In the States, Democrats All but Ran the Table

Republicans have made modest gains, however. They flipped the Virginia House of Delegates last year, though not the State Senate, while gaining seats in New Jersey. They may have broken the Democrats’ supermajorities in New York, while picking up seats in the Illinois Senate, New Mexico House and a host of red states. They took supermajorities in both chambers of the Florida Legislature, the Iowa Senate, the North Carolina Senate, the South Carolina House and the Wisconsin Senate. In races for governor, they notched commanding wins in Florida, Ohio and Texas, and gave Democrats a scare in Kansas and Oregon.

But in 2022, not a single state legislative chamber flipped from blue to red. A party in power hasn’t achieved that result in a midterm election year since at least 1934, according to Post.

Democrats say abortion rights have a lot to do with their good year. The closely watched battle over a newly redrawn State Senate district in Paradise Valley, an upscale suburb of Phoenix, may be the cleanest example: Christine Marsh, a teacher who ran on abortion rights, looks to have defeated Nancy Barto, who was the sponsor of Arizona’s new law banning abortion after 15 weeks.
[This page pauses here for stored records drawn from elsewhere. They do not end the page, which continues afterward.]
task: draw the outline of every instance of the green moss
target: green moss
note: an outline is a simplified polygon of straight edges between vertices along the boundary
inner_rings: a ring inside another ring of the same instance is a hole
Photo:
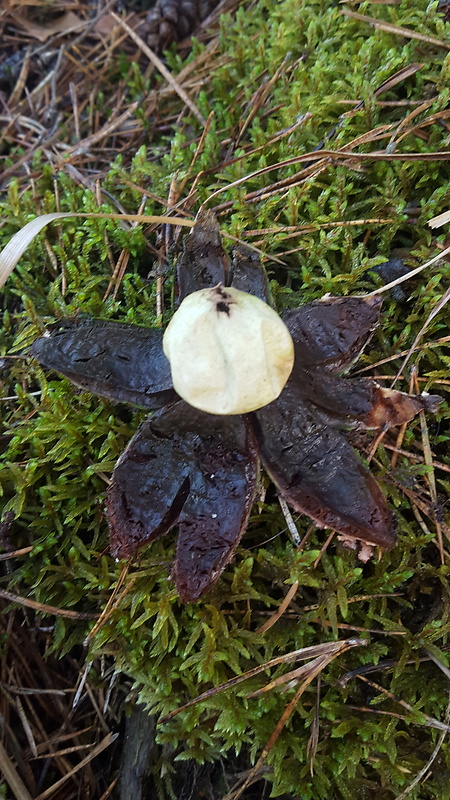
[[[393,6],[362,4],[358,10],[423,35],[448,37],[448,26],[437,15],[436,4],[428,7],[403,0]],[[199,176],[198,203],[224,189],[213,203],[229,204],[220,216],[225,231],[245,238],[247,231],[268,229],[249,240],[267,254],[281,256],[285,264],[267,262],[280,309],[325,292],[372,291],[373,268],[393,250],[405,255],[411,267],[435,254],[445,242],[445,234],[433,236],[426,223],[449,207],[450,168],[447,161],[427,161],[425,156],[447,149],[447,123],[436,119],[422,129],[426,136],[411,130],[402,139],[406,128],[399,127],[400,123],[417,106],[382,106],[377,99],[429,99],[429,107],[414,118],[415,125],[425,116],[444,115],[450,64],[445,48],[373,30],[346,18],[339,7],[325,0],[259,0],[251,12],[241,7],[233,22],[224,21],[219,51],[227,57],[218,59],[196,99],[205,117],[214,111],[214,121],[185,192]],[[199,52],[198,46],[189,58]],[[285,68],[265,103],[238,148],[227,154],[230,139],[236,139],[254,104],[255,92],[284,59]],[[375,90],[383,81],[412,63],[423,66],[376,97]],[[175,73],[183,66],[174,53],[169,65]],[[133,68],[130,92],[145,90],[146,81]],[[351,106],[342,104],[348,100],[364,100],[364,107],[350,114]],[[307,113],[310,117],[290,135],[275,140],[299,115]],[[337,150],[383,125],[391,125],[385,138],[367,142],[355,148],[357,152],[382,152],[392,136],[396,153],[419,152],[424,159],[330,161],[318,176],[280,189],[264,201],[247,202],[245,195],[270,190],[273,182],[296,175],[302,165],[278,167],[227,188],[262,167],[311,152],[322,141],[327,149]],[[130,183],[166,197],[174,173],[178,172],[179,182],[188,174],[200,133],[198,121],[186,118],[173,136],[142,146],[131,158],[118,156],[102,186],[130,213],[141,200],[141,193]],[[262,149],[252,153],[259,147]],[[56,210],[56,200],[55,176],[44,161],[43,155],[36,158],[34,169],[41,176],[36,191],[41,211],[46,213]],[[58,210],[99,210],[93,195],[76,186],[64,171],[56,178]],[[10,185],[2,200],[3,242],[35,216],[35,196],[31,191],[19,191],[15,182]],[[100,210],[115,209],[105,199]],[[145,213],[160,211],[156,200],[149,198]],[[335,225],[354,220],[362,222]],[[309,229],[295,238],[278,232],[292,225]],[[105,554],[105,476],[111,474],[143,415],[79,393],[67,381],[45,374],[31,359],[18,355],[45,324],[79,312],[154,324],[157,263],[142,230],[124,231],[102,219],[53,224],[47,237],[58,274],[40,236],[21,259],[2,298],[1,348],[8,357],[2,361],[1,392],[4,398],[14,399],[0,398],[4,444],[1,502],[4,511],[15,515],[14,546],[33,544],[31,553],[14,560],[3,585],[43,603],[99,612],[120,572],[119,565]],[[117,297],[110,294],[104,300],[111,279],[111,257],[115,260],[122,248],[130,253],[127,274]],[[287,250],[295,252],[283,255]],[[167,304],[171,276],[169,264]],[[448,286],[449,277],[448,263],[441,262],[406,285],[408,296],[403,303],[386,298],[381,329],[370,353],[361,359],[361,367],[408,349]],[[411,360],[426,388],[448,380],[448,343],[435,344],[447,333],[444,310],[427,330],[425,338],[431,346]],[[399,364],[397,359],[379,369],[394,375]],[[401,388],[405,386],[407,381]],[[443,393],[444,389],[440,384],[435,391]],[[435,458],[448,465],[448,406],[443,406],[438,422],[429,419],[429,428]],[[418,423],[409,426],[403,447],[421,454]],[[273,772],[266,779],[273,782],[273,796],[285,792],[303,800],[353,800],[371,794],[391,800],[425,765],[436,743],[439,731],[427,726],[421,713],[443,719],[448,682],[435,663],[420,661],[419,656],[426,648],[448,666],[448,553],[445,564],[440,565],[423,465],[400,456],[391,469],[390,458],[391,451],[381,448],[372,464],[396,510],[399,529],[397,547],[380,561],[375,558],[362,565],[354,554],[332,543],[315,566],[324,534],[314,532],[305,549],[296,552],[269,488],[266,501],[255,506],[235,562],[202,602],[187,607],[179,603],[168,577],[174,543],[171,535],[142,551],[127,579],[132,577],[132,588],[91,644],[93,653],[114,656],[117,669],[131,676],[140,699],[152,712],[167,713],[275,655],[363,631],[370,639],[368,646],[349,651],[322,676],[314,776],[307,747],[315,684],[305,692],[269,755]],[[448,471],[436,472],[441,503],[448,497],[447,475]],[[410,505],[414,496],[422,504],[416,515]],[[426,527],[419,525],[417,514]],[[310,523],[300,518],[297,524],[304,534]],[[264,635],[256,633],[295,580],[300,589],[291,613]],[[51,649],[67,652],[83,642],[88,627],[82,621],[58,618]],[[408,703],[410,712],[356,678],[345,687],[337,683],[343,673],[385,659],[392,659],[392,666],[383,666],[369,677]],[[275,674],[284,669],[278,668]],[[291,696],[291,692],[285,695],[275,690],[257,699],[247,697],[266,680],[264,674],[252,678],[158,727],[158,741],[166,745],[162,752],[170,753],[171,759],[175,755],[203,761],[242,751],[247,765],[254,761]],[[166,757],[155,767],[161,775],[171,769]],[[431,775],[410,793],[411,800],[450,797],[449,768],[450,750],[444,742]]]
As for the judicial branch, roughly two dozen states held elections for their high courts this year, but there were no major shifts in power despite record spending on both sides. Republicans swept three races in Ohio and added a seat on the State Supreme Court in North Carolina, cementing a 5-2 conservative majority. Those two outcomes could be consequential: Judges in both states threw out heavily gerrymandered maps this year. Republicans came up short in Illinois, where they were hoping to end the Democrats’ decades-old majority.

What’s left? Democrats could still flip the State House in Pennsylvania and might eke out a tie in the Arizona State Senate. The races for governor and state attorney general in Arizona and Nevada remain too close to call.

When the dust settles, there could be a few swing states where divided government means nonstop brawling over the basic rules of democracy.

In Arizona, Kari Lake, a Republican former television anchor, might surge ahead of Katie Hobbs, the Democratic secretary of state, by the time all the votes are counted. As of Friday afternoon, Hobbs was still leading by around 27,000 votes, but several hundred thousand votes have not yet been tallied. In the attorney general’s race there, Kris Mayes, a Democrat, was clinging to a slight lead over Abraham Hamadeh, a Republican.